Don't Look Back in Anger
I want you to do something for me – everyone: students and adults. I want you to close your eyes and try to remember a time when you were angry. Can you remember what it was which made you feel angry? Can you recall how you felt? Did the experience maybe have a physical as well as an emotional effect on you: did you feel your pulse getting quicker? Did the blood rush to your face?
What we have just done should actually have come with a health warning, for scientists in the USA have just proved that remembering something unpleasant from your past can increase your risk of a heart attack or stroke for up to 40 minutes.
Scientists have found that the emotion of anger can impair the function of blood vessels, restricting blood flow in a way that could lead to a serious medical incident.
Researchers from Columbia University Irving Medical Center in New York analysed the cells lining blood vessels to look for signs of “impaired blood vessel dilation, increased cell injury and reduced cell-repair capacity”.
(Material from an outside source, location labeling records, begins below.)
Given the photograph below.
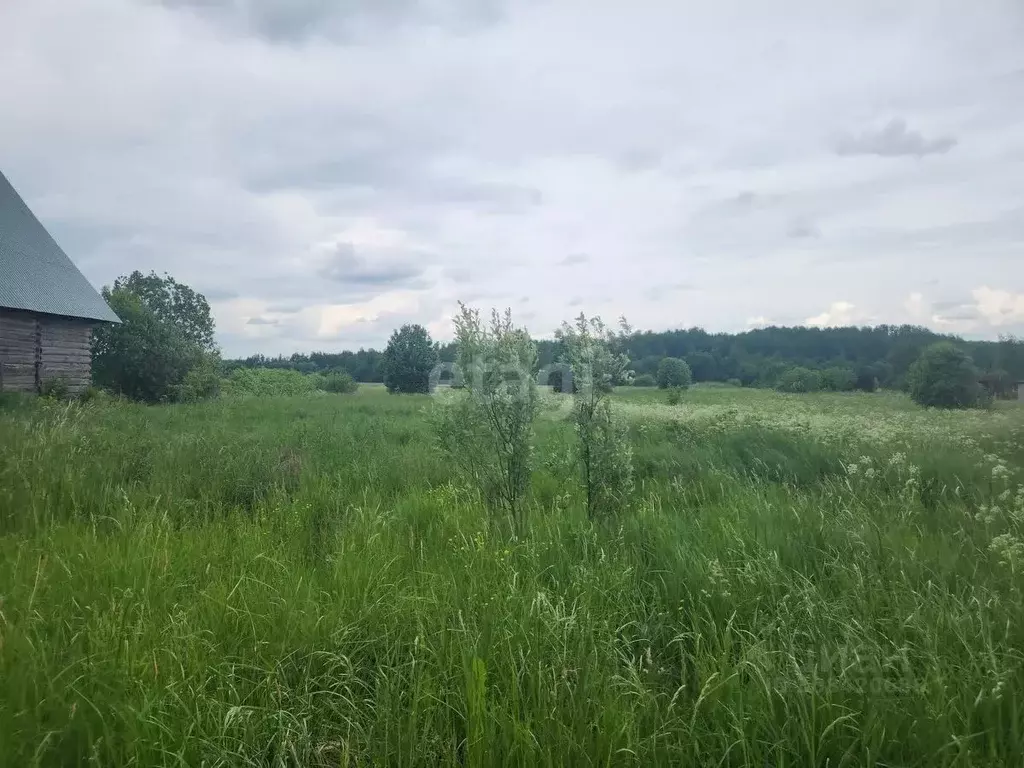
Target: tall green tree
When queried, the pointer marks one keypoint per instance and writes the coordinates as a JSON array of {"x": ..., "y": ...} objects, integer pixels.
[
  {"x": 144, "y": 357},
  {"x": 174, "y": 304},
  {"x": 596, "y": 355},
  {"x": 944, "y": 376},
  {"x": 409, "y": 358},
  {"x": 486, "y": 428},
  {"x": 674, "y": 373}
]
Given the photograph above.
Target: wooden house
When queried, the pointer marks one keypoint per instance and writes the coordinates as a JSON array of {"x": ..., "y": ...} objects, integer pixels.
[{"x": 47, "y": 307}]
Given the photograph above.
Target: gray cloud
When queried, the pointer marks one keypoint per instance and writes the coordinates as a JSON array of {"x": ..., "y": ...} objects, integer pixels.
[
  {"x": 218, "y": 294},
  {"x": 892, "y": 140},
  {"x": 460, "y": 153},
  {"x": 802, "y": 229},
  {"x": 573, "y": 259},
  {"x": 346, "y": 266},
  {"x": 297, "y": 20}
]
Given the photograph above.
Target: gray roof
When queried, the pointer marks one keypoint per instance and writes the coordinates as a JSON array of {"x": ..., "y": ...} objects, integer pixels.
[{"x": 35, "y": 273}]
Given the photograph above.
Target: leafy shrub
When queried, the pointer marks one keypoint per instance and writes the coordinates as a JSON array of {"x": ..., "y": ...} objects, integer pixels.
[
  {"x": 996, "y": 382},
  {"x": 867, "y": 380},
  {"x": 165, "y": 332},
  {"x": 268, "y": 382},
  {"x": 673, "y": 372},
  {"x": 838, "y": 379},
  {"x": 799, "y": 379},
  {"x": 602, "y": 452},
  {"x": 409, "y": 358},
  {"x": 91, "y": 393},
  {"x": 339, "y": 382},
  {"x": 943, "y": 376},
  {"x": 55, "y": 388},
  {"x": 487, "y": 429},
  {"x": 556, "y": 382},
  {"x": 202, "y": 382}
]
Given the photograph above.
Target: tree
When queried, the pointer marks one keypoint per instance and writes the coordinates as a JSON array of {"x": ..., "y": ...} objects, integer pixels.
[
  {"x": 867, "y": 379},
  {"x": 943, "y": 376},
  {"x": 173, "y": 303},
  {"x": 339, "y": 382},
  {"x": 487, "y": 428},
  {"x": 143, "y": 357},
  {"x": 593, "y": 352},
  {"x": 838, "y": 379},
  {"x": 409, "y": 358},
  {"x": 799, "y": 379},
  {"x": 674, "y": 373},
  {"x": 996, "y": 382}
]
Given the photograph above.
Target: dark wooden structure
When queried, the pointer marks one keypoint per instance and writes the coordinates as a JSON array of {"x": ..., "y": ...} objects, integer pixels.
[{"x": 47, "y": 307}]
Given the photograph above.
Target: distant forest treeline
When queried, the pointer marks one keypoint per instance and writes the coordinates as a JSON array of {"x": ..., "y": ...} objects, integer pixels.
[{"x": 754, "y": 358}]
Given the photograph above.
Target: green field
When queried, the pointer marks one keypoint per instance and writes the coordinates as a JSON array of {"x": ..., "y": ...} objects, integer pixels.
[{"x": 799, "y": 581}]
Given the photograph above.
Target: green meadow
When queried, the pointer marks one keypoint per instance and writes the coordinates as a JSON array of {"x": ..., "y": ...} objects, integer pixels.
[{"x": 826, "y": 580}]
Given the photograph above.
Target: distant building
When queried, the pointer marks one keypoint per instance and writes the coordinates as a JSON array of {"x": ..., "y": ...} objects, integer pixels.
[{"x": 47, "y": 307}]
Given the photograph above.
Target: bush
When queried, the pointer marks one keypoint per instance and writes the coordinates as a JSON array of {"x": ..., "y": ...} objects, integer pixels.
[
  {"x": 602, "y": 452},
  {"x": 339, "y": 382},
  {"x": 165, "y": 333},
  {"x": 487, "y": 431},
  {"x": 799, "y": 379},
  {"x": 996, "y": 382},
  {"x": 867, "y": 380},
  {"x": 55, "y": 388},
  {"x": 673, "y": 372},
  {"x": 838, "y": 379},
  {"x": 555, "y": 381},
  {"x": 269, "y": 382},
  {"x": 944, "y": 376},
  {"x": 202, "y": 382},
  {"x": 90, "y": 394},
  {"x": 409, "y": 358}
]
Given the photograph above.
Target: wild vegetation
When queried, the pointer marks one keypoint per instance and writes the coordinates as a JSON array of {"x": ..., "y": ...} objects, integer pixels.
[
  {"x": 794, "y": 580},
  {"x": 276, "y": 567},
  {"x": 845, "y": 358}
]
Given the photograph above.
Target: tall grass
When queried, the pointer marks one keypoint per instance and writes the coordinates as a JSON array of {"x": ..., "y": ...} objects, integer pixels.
[{"x": 299, "y": 582}]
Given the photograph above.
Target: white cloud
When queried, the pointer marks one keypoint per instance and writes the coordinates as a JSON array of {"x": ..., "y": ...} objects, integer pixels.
[
  {"x": 367, "y": 163},
  {"x": 999, "y": 307},
  {"x": 839, "y": 313}
]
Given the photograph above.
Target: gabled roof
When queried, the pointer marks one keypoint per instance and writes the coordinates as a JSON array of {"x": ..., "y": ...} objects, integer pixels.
[{"x": 35, "y": 273}]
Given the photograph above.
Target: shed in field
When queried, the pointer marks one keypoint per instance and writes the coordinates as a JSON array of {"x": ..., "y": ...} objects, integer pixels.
[{"x": 47, "y": 307}]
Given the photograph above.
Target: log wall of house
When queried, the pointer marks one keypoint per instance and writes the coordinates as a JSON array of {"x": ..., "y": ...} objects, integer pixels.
[
  {"x": 65, "y": 351},
  {"x": 18, "y": 347},
  {"x": 37, "y": 348}
]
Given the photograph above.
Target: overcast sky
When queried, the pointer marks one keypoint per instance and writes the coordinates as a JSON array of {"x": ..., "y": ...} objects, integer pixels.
[{"x": 325, "y": 171}]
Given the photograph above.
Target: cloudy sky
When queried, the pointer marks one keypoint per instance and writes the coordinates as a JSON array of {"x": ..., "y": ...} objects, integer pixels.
[{"x": 326, "y": 170}]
They recruited 280 participants and randomly assigned them to four eight-minute studies. One asked them to recall a personal memory that made them angry, another asked them to remember a moment of anxiety, one asked them to read a series of depressing sentences designed to evoke a feeling of sadness and the fourth asked them to count repeatedly to 100 as an emotionally neutral task.
Measurements of their blood pressure and blood vessel dilation were taken after three minutes and again at 40, 70 and 100 minutes after completion of the task, and blood samples were taken to assess cell health.
They found: “Tasks that recalled past events causing anger led to an impairment in blood vessel dilation, from zero to 40 minutes after the task. The impairment was no longer present after the 40-minute mark.
“There were no statistically significant changes to participants’ blood vessel linings at any time points after experiencing the anxiety and sadness emotional tasks.”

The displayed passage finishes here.